Across the water sector, providers are facing a dual challenge: aging infrastructure and rising expectations for service reliability amidst increased needs. The American Society of Civil Engineers’ U.S. Infrastructure Report Card estimated that a water main breaks every two minutes somewhere in the United States, resulting in six billion gallons of treated water lost each day.
Maintenance for mechanical assets that are essential to moving water through treatment and distribution systems is sometimes addressed reactively, after failure has already occurred, or on firm schedules that don’t account for shifts in operating conditions.
At STV, our digital team is exploring how advanced analytics and machine learning can help shift this paradigm. In a recent study, we developed a predictive maintenance framework using real-time sensor data from water pumps, demonstrating how utilities can better anticipate failure, extend asset life and reduce operating costs.
Turning Sensor Data into Actionable Insights
The study focused on centrifugal pumps equipped with vibration and temperature sensors. Five core parameters (acceleration, velocity, demodulation, peak-to-peak acceleration and temperature) were continuously monitored for meaningful data patterns. From there, we benchmarked a wide range of machine learning classifiers.
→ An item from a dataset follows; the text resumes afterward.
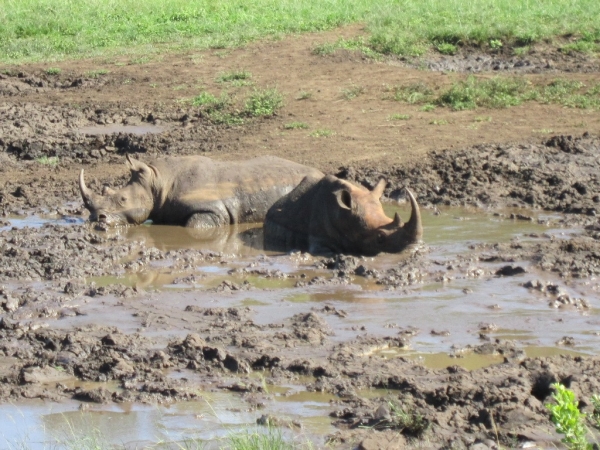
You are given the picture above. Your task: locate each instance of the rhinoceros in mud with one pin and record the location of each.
(328, 215)
(196, 191)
To bridge the gap between data science and field operations, this model can be integrated into a user-friendly dashboard, so utility operators can monitor individual pumps or an entire fleet, run health-state predictions in real time and prioritize maintenance based on failure probability. By translating complex analytics into intuitive visuals, the tool empowers operators to act proactively rather than reactively.

Embedding Predictive Maintenance into Digital Advisory
The predictive maintenance model STV developed for water pumps is only the beginning. As utilities expand their use of Internet of Things (IoT) devices and SCADA systems, opportunities to integrate real-time analytics into daily operations will continue to grow.
Future enhancements such as adaptive learning models and digital twins can make these systems even more resilient, responsive, and cost-effective.
Looking Ahead
The value of AI and analytics is not only evidenced by the model alone, but in how seamlessly it connects to decision-making.
Our teams combine deep domain expertise in infrastructure systems with advanced capabilities in data engineering, software development and digital integration. We go beyond building models and operationalize these insights and turn them into real-world actions that improve reliability, efficiency and lasting strategies for our clients.
By embedding intelligence directly into infrastructure, we enable owners to move from reactive maintenance to predictive management: ultimately delivering safer, more reliable and more sustainable services to our communities.